During their Friday lunches the three Bridgers disputed the thrust of Tom's Sunday speech while Argo MacIlvray, his plump white fingers racing across the page, took notes. On this particular Friday, after the
oeufs à la neige
, Hugh nodded and the speechwriter's ovoid form fairly bowed itself from the dining room.

Hugh sniffed his cognac. “That union situation, Tom,” he said. “Satisfied?”

Tom, pushing away from the table, did not reply.

“A membership of eight,” Hugh said. “He'll soon give up. Keeley's got him stymied.”

Caryll's round face had become less fleshy with the years, and at Dickson Keeley's name he clenched his teeth until his jawbones showed. “A new local, Uncle Hugh?” he asked.

“We're talking about your brother-in-law,” Hugh said with a faint sneer. Yet there was a feverish flash of pain in his light blue eyes.

“What, Justin?” Caryll asked, surprised.

Hugh shot a glance at Tom, who had gone to the window. “He's working in the rubber department,” Hugh said. “An agitator.”

“Justin?” Caryll asked, still baffled. “Working at Woodland?”

“Yes. Comrade Justin.” Hugh sipped. “You mean to say he hasn't contacted Zoe?”

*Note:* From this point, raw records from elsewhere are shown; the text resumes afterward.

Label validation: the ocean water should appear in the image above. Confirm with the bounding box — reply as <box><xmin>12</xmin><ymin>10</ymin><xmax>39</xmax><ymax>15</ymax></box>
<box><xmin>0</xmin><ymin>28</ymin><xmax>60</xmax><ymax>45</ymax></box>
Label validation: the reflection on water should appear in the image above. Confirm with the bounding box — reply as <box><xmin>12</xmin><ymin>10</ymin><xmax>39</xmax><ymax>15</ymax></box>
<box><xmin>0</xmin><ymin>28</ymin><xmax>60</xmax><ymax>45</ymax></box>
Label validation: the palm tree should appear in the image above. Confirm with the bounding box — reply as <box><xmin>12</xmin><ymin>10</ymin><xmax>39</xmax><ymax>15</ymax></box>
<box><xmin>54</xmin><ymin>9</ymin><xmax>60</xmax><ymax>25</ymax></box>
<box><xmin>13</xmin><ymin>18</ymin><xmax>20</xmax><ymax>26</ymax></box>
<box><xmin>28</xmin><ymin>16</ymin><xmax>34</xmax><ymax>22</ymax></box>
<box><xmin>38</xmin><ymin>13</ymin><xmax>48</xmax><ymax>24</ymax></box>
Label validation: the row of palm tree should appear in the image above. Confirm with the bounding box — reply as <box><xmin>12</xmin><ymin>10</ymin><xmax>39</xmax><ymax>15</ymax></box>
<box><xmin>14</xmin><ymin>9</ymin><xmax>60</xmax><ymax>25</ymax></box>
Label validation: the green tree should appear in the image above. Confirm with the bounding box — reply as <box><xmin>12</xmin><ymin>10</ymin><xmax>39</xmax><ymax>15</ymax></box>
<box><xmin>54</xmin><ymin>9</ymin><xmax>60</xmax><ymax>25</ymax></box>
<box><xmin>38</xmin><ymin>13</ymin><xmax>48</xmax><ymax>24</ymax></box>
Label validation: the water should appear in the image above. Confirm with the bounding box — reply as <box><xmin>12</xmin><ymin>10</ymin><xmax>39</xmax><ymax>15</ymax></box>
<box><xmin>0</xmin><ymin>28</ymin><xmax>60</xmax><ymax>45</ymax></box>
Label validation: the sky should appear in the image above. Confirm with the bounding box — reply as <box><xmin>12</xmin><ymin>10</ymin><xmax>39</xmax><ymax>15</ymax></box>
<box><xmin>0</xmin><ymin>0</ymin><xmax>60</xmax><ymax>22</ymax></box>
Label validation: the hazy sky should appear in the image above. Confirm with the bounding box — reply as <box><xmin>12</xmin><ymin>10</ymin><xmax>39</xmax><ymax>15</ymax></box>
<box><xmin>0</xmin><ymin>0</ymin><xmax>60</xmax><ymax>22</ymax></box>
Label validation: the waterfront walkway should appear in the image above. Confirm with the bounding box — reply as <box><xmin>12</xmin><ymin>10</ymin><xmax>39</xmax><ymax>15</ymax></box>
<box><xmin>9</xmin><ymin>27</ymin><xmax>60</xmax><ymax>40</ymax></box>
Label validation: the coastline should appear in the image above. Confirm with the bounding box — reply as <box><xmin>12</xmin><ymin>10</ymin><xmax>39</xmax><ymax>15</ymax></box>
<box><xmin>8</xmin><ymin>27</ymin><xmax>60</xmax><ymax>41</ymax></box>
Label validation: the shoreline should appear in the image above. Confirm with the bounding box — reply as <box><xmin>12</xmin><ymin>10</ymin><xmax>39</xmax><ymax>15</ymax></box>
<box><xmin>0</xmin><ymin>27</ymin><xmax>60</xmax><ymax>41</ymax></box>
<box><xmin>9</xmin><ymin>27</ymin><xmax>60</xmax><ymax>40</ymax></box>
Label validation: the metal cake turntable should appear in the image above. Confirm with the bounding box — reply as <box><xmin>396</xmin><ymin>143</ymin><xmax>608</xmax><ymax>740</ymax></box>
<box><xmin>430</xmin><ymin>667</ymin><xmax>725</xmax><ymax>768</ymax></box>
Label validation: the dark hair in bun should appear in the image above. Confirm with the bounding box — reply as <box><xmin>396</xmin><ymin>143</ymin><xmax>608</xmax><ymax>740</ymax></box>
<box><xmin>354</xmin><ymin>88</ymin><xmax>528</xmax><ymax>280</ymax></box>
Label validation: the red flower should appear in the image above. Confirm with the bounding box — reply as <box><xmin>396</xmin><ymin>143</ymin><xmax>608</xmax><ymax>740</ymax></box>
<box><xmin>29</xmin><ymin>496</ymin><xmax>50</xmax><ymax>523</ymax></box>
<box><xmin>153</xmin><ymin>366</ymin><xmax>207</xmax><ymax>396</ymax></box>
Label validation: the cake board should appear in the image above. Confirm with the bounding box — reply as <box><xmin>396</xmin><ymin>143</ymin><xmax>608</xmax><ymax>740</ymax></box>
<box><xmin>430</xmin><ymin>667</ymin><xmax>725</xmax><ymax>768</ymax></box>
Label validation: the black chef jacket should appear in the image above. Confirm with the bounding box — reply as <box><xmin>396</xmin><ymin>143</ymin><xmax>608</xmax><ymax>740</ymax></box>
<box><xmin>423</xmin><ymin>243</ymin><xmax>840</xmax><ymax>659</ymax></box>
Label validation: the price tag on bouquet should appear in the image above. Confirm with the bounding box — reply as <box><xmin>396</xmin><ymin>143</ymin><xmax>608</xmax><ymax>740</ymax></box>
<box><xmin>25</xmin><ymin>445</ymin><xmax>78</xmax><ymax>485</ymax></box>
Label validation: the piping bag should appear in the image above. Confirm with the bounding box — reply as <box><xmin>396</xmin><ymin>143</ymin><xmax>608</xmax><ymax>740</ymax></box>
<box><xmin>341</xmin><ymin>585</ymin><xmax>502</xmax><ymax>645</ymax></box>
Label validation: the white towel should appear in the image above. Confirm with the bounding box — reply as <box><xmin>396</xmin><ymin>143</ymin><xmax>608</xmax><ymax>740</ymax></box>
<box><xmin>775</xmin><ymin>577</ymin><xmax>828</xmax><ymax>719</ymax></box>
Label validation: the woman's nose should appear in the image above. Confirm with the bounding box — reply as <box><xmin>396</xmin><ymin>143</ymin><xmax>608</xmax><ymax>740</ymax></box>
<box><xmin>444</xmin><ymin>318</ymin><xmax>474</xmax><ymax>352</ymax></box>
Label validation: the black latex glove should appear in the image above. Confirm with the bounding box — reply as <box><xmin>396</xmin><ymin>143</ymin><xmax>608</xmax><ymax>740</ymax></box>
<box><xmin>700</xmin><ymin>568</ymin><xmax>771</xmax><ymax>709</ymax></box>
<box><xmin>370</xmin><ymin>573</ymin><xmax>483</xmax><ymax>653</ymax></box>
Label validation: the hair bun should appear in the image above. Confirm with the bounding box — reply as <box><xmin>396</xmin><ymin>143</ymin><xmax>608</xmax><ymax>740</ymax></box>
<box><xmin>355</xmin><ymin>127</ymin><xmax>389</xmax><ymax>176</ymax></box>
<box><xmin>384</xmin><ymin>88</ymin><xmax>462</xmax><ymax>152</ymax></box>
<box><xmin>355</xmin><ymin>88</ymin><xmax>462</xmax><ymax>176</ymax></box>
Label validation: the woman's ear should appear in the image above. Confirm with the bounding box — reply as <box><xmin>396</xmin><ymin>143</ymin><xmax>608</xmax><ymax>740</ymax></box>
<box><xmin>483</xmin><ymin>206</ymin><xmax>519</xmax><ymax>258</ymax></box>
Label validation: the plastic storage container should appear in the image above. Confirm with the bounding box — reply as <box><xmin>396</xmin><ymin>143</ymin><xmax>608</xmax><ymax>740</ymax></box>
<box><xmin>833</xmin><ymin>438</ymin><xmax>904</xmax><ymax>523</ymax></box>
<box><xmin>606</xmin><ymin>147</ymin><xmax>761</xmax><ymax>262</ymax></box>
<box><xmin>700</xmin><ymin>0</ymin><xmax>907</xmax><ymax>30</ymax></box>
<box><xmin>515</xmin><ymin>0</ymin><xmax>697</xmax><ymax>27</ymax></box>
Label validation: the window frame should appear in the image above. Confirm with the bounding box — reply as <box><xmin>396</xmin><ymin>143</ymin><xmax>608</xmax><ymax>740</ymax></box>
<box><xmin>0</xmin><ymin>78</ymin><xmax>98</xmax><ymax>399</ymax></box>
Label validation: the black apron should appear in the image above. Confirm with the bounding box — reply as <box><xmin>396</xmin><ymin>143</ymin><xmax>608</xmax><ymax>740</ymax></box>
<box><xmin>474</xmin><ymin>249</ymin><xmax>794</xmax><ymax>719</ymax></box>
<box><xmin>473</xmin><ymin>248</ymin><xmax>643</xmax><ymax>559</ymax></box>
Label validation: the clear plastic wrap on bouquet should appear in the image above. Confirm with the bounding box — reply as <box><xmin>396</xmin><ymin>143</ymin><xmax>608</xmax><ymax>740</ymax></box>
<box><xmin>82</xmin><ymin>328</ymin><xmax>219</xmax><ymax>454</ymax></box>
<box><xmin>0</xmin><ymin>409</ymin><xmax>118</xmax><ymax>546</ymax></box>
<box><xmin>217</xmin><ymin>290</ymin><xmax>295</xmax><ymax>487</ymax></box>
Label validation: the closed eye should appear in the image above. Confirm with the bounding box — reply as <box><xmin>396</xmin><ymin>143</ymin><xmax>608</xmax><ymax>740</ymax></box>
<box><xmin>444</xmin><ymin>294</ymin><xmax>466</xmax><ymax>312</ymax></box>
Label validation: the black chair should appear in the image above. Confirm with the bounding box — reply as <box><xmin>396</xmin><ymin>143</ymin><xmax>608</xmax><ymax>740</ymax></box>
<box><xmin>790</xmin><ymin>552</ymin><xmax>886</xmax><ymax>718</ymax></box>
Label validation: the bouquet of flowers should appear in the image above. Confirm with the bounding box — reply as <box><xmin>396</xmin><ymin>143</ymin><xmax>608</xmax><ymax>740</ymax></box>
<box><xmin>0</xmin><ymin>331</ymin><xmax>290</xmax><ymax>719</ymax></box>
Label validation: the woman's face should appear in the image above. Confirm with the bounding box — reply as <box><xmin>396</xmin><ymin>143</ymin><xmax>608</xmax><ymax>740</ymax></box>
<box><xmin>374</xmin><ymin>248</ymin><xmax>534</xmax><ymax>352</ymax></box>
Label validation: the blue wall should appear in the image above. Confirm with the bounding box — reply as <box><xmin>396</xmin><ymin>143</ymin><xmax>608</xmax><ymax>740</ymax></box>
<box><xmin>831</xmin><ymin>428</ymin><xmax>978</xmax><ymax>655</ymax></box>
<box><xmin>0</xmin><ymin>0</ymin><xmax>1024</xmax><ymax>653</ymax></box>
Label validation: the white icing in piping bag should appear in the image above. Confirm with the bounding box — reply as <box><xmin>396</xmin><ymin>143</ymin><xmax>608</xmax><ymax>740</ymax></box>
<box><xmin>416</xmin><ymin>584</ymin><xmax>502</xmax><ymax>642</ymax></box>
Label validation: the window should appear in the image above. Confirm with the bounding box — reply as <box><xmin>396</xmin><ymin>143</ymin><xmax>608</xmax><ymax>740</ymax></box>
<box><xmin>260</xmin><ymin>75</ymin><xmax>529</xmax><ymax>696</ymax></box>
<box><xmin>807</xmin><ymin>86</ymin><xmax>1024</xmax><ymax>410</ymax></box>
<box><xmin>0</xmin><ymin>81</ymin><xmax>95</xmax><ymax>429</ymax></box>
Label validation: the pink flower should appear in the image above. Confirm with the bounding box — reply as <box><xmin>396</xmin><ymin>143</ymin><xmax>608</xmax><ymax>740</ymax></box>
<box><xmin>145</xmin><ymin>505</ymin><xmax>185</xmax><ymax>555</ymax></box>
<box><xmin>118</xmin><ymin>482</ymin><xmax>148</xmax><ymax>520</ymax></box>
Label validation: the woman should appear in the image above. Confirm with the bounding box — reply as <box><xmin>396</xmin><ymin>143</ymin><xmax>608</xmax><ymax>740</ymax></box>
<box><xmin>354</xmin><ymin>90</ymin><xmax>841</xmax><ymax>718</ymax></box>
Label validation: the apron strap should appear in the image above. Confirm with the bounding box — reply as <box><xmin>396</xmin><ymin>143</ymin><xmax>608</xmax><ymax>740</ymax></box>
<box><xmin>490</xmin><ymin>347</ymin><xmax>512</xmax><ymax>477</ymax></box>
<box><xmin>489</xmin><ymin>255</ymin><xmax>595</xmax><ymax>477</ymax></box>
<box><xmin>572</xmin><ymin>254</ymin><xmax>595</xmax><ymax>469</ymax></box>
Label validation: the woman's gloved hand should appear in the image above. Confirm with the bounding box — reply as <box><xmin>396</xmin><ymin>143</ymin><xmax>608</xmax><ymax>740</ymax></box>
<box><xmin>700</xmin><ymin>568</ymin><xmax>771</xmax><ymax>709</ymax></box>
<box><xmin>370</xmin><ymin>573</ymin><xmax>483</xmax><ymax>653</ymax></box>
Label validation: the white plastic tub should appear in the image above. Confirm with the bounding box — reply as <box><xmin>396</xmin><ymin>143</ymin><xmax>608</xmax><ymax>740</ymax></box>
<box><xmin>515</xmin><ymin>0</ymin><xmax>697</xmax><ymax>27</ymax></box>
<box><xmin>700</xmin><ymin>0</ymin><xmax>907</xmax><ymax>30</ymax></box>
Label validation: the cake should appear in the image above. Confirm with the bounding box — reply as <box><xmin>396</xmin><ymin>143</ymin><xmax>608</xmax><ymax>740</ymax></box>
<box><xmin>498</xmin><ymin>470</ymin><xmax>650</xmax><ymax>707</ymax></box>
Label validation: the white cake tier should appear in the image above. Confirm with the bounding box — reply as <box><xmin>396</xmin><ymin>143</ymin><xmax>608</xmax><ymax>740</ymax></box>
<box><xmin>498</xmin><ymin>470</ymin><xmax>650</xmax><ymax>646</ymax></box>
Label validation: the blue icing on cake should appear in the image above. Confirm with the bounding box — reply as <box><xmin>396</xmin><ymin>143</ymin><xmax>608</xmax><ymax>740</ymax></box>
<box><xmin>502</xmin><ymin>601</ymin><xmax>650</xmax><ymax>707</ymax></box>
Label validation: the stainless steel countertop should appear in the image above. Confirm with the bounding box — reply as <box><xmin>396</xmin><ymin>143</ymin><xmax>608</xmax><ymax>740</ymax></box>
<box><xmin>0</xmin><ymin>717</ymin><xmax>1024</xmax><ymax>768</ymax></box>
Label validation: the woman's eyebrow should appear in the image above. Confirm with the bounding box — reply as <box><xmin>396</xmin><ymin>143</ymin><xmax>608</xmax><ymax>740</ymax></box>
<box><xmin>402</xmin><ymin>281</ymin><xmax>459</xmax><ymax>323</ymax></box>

Caryll had long since jettisoned his suspicions about Zoe and his uncle. “She has no idea,” he said.

“Not taking time to see his own sister certainly proves his dedication.”

“There are millions of people, Uncle Hugh, who believe collective bargaining is the fair way to settle labor disputes,” Caryll snapped, then found himself adding in that sheepish, placating tone he deplored, “The men say our latest speedup is an endurance race, but Uncle Olaf refuses to listen.”